You would have guessed by now that i have cast my vote on the Nook HD+, since this review is on the Nook HD+. Here’s a summarized comparison of the tablets:
|Samsung Galaxy Tab 2 10.1||Kindle Fire HD 8.9||Nook HD+|
|Resolution||1280 X 800 TFT||1920 X 1200 IPS||1920 X 1280 IPS|
|CPU/GPU||1 GHz TI OMAP 4430 Dual-Core / PowerVR SGX540||1.5 GHz OMAP4470 Dual-Core / PowerVR SGX544||1.5 GHz OMAP4470 Dual-Core / PowerVR SGX544|
|Weight||1.28 pounds (580g)||20 oz (567g)||18.2 oz (515g)|
|Battery size and life||7000 mAh (9 hours of video)||6000 mAh (10 hours continuous use)||Unknown (Up to 10 hours of reading, Up to 9 hours of video)|
|Other features||microSD card slot, front and rear cameras, GPS, Bluetooth, USB 2.0 Host||Front camera, Dolby audio, dual stereo speakers, dual-band dual antenna Wi-Fi, Bluetooth||microSD card slot, Bluetooth|
The choice is very much dependent on the feature one is after. If GPS navigation is a must, then only the Samsung Galaxy Tab 2 10.1 fits the bill. If video conferencing or photography is required, then the Kindle Fire HD 8.9 can be considered. Otherwise, all 3 tablets can be used for general browsing and media consumption.

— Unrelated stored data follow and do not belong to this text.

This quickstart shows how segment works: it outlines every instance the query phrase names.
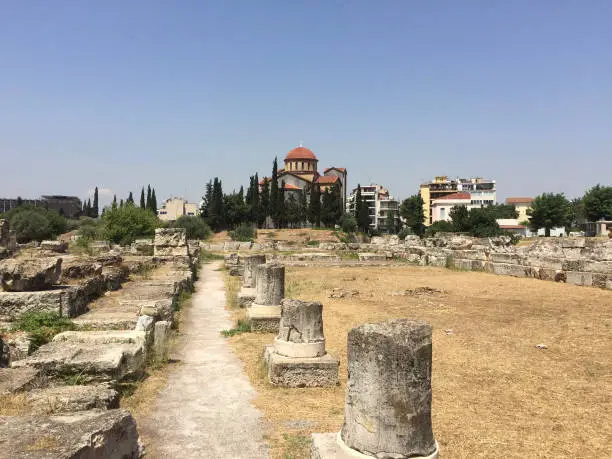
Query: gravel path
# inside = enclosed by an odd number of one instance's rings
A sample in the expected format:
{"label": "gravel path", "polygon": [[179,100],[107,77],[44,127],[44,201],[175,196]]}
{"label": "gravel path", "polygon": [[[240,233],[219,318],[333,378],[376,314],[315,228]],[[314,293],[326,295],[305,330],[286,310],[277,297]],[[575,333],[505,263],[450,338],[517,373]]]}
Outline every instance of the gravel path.
{"label": "gravel path", "polygon": [[181,363],[156,406],[139,419],[139,429],[151,439],[149,457],[268,457],[261,413],[249,404],[255,391],[219,333],[232,327],[220,266],[202,266],[171,356]]}

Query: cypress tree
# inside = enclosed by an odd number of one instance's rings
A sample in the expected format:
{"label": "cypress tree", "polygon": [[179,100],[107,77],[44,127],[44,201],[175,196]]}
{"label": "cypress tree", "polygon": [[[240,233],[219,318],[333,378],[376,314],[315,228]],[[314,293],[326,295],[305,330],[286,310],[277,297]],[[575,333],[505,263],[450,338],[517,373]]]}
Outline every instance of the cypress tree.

Hardware wise, the Nook HD+ is sleek, and the screen is truly beautiful to behold. The quality of the screen, to me, is the main consideration when choosing a tablet. The high resolution of the Nook HD+ display allows you to read webpages or documents one page at a time without having to zoom in or to scroll about, which you may have to do on a lower resolution display. Performance wise, the responsiveness is more than adequate, with occasional sluggishness. The battery need only to be charged every 2 days with 2-3 hours of usage per day. Software wise, well, the Nook HD+ is practically useless if you don’t mod it (it’s easy to do so by the way). Having done the mod, you’ll be able to install Apps without being forced to go through the Barnes and Noble ecosystem. The skinning done by Barnes and Noble do come with some bugs (e.g. the button for clearing the notification events does not always show up and the recent activities list is always empty) but these minor shortcomings are quite bearable.
All in all, a nice tablet for daily use (great for reading in the loo), at a very low price!